I've just checked it out - although the image precision per se can be far higher than 8 bit, solid colors as set in GIMP context are only used with an 8 bit precision (that is: 256 levels of each color).
Here is what I[ ve done: My first attempt was setting the foreground color programmatically by using the Python console. While the call to pdb.gimp_context_set_foreground
can take a triple of floating point numbers, from 0 to 1, if the number is less than 1/256.0, it is rounded to zero.
Then I tried to create the color (1 / 512, 0, 0) on the image itself - which the color picker indicated I succeeded in doing (this will be your way out, so just keep reading), then use the color-picker to add this color as foreground color. On using the color picked in this way to fill an area, again, GIMP had rounded the color down to (0, 0, 0).

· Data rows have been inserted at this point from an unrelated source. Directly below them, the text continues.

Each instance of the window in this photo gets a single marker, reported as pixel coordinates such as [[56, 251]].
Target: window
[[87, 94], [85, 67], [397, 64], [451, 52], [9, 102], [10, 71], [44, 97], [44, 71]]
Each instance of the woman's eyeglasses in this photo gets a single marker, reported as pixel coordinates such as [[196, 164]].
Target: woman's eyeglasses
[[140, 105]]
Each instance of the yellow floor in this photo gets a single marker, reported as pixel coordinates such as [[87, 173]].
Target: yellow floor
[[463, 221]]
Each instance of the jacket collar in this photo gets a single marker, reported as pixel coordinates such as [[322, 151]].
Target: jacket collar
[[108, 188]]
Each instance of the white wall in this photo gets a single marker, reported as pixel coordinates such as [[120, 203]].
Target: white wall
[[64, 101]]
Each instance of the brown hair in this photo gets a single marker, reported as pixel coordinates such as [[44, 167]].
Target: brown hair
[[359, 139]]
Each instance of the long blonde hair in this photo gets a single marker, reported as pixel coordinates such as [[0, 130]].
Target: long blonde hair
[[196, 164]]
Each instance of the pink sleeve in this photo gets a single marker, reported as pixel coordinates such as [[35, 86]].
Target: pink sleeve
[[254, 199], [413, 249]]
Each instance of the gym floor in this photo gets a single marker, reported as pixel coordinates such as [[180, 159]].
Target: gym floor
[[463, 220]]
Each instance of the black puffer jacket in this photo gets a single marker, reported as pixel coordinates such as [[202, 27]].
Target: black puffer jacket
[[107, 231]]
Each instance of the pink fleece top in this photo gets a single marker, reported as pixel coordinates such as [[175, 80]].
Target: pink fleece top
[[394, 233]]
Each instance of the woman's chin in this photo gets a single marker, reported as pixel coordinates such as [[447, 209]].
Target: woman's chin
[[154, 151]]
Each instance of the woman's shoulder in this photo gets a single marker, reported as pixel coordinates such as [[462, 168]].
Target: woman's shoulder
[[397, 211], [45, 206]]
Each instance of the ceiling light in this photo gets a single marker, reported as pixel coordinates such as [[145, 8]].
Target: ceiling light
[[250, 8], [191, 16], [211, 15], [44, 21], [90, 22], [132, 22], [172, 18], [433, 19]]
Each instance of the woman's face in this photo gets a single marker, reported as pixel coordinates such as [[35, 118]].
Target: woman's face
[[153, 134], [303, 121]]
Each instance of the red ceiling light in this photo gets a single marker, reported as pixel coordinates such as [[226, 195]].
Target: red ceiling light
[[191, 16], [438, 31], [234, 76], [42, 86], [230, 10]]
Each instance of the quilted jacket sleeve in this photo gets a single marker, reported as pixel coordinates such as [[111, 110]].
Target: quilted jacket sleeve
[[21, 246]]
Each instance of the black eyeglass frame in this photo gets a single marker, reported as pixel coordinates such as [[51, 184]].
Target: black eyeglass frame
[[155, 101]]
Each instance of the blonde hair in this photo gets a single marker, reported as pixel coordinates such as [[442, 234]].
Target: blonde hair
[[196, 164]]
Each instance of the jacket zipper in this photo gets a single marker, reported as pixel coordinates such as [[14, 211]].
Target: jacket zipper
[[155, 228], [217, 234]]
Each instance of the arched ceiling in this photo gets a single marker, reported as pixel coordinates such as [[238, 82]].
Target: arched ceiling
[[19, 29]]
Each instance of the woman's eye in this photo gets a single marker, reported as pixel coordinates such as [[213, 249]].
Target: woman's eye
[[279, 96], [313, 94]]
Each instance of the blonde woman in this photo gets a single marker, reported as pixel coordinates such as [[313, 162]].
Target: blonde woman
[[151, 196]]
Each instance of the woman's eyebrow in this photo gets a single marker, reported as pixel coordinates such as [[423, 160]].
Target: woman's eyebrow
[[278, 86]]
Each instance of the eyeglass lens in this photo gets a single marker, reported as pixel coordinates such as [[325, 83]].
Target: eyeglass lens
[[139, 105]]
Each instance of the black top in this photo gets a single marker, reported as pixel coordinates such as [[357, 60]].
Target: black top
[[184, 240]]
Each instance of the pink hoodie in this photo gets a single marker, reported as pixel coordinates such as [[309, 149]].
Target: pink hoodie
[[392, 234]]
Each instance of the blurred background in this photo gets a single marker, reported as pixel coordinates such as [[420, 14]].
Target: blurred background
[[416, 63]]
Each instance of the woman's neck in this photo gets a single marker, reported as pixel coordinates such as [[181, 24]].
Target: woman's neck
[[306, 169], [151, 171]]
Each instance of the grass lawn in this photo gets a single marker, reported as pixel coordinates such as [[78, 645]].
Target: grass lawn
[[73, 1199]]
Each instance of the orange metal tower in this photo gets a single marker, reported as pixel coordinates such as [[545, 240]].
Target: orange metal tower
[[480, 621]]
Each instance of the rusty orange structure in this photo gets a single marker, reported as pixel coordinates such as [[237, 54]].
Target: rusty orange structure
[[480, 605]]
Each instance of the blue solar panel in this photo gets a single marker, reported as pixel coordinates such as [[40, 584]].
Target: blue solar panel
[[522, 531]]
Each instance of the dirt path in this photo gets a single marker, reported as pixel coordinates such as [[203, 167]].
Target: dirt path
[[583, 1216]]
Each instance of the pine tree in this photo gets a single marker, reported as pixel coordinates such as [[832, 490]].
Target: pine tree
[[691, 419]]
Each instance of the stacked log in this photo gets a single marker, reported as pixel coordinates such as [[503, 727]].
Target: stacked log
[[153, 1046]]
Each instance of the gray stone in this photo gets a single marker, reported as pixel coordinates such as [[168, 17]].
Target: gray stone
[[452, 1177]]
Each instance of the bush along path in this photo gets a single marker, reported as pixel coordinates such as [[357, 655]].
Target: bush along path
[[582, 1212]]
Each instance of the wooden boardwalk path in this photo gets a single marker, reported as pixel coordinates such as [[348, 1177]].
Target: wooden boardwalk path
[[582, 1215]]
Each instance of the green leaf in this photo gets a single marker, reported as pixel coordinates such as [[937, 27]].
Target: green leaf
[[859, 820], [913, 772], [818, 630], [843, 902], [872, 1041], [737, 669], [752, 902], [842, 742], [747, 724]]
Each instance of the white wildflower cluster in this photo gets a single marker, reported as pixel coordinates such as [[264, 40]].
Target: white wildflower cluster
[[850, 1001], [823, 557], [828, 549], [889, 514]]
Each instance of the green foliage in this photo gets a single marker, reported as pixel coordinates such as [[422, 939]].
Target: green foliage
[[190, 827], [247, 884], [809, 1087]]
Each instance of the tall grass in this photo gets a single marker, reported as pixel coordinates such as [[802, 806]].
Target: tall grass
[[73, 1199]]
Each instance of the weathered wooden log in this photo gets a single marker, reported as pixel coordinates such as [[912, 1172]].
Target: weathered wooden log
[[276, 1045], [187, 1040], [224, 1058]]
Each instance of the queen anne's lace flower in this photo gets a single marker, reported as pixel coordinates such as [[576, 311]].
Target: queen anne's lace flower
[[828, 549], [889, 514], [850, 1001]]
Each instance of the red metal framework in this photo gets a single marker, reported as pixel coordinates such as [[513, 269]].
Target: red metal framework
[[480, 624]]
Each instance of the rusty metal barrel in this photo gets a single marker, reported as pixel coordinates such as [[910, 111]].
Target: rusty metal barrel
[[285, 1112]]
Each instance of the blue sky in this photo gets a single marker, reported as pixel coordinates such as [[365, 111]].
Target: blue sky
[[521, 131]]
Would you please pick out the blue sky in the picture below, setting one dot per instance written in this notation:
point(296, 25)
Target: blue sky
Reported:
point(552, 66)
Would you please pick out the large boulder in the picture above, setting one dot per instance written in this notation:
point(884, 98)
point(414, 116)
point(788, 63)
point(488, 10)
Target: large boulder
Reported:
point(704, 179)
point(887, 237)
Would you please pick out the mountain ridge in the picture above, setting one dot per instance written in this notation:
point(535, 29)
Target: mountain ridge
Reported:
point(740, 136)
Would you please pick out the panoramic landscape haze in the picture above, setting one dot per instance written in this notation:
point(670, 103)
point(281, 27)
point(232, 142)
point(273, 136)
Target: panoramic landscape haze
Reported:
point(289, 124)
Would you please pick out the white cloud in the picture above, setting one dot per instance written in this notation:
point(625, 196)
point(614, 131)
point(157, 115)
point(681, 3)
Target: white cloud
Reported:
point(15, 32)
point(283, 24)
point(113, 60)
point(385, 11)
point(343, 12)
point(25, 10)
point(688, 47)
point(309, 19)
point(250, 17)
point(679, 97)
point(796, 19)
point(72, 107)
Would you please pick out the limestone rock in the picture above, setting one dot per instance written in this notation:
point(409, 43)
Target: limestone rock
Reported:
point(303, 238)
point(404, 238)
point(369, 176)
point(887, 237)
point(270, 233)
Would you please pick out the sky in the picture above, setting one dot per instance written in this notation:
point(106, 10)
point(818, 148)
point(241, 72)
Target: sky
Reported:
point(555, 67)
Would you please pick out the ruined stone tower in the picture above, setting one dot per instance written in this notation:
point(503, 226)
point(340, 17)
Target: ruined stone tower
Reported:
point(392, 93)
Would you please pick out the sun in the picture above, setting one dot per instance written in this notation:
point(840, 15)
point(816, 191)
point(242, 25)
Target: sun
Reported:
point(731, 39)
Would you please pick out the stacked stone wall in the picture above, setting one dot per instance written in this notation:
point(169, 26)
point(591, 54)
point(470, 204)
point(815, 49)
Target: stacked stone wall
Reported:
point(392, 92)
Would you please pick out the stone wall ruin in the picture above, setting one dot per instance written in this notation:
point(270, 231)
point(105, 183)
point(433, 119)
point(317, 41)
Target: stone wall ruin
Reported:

So, forgetting about setting the FG color, the way to create a surface with a precision smaller than 1/256 in any component in GIMP 2.10 is using the painting or color tools.
You can do this, and use the color-picker tool to check for success:
- use at least 16bit precision
- fill an image with black;
- Set your foreground color to the lowest possible graylevel (010101 hex color on the color dialog)
- use, for example, the bucket-fill tool and set the opacity to desired level (25% for 1/4 of 1/256 gray, (1/1024 gray)).
- Use the color picker tool to check if you got to the desired level (1/1024 gray will show 0.000076 for each component - while the 8 bit gray #010101 is 0.000304 for each component).
- Convert the image to "16 bit integer precision" back before exporting to .PNG file - I further tested and found out that attempts to save a 32bit FP precision image as a PNG file will result in an 8bit png file (all work above is lost). But if the image on GIMP is 16bit integer, then the PNG export generates a correct 16bit PNG. (Saving as native .xcf file format will preserve the precision, of course)
Some extra notes:
so, if 16bit suffice you, you can use 16bit integer all way along, that way it is easier to check the values under the color picker.
On my initial test, instead of a 25% opacity bucket-fill, I used the Color->Curves
tool to reduce the gray level bellow 1/256 - I just filled the image with #010101 gray, clicked to use the curves tool, and dragged the right-handle to midpoint, thus halving all pixel colors on the image. Using the curves tools may be more confortable to you: just paint your images with low gray levels as you would if you would not need the extra levels, and then use this technique to reduce all existing gray levels at once as needed.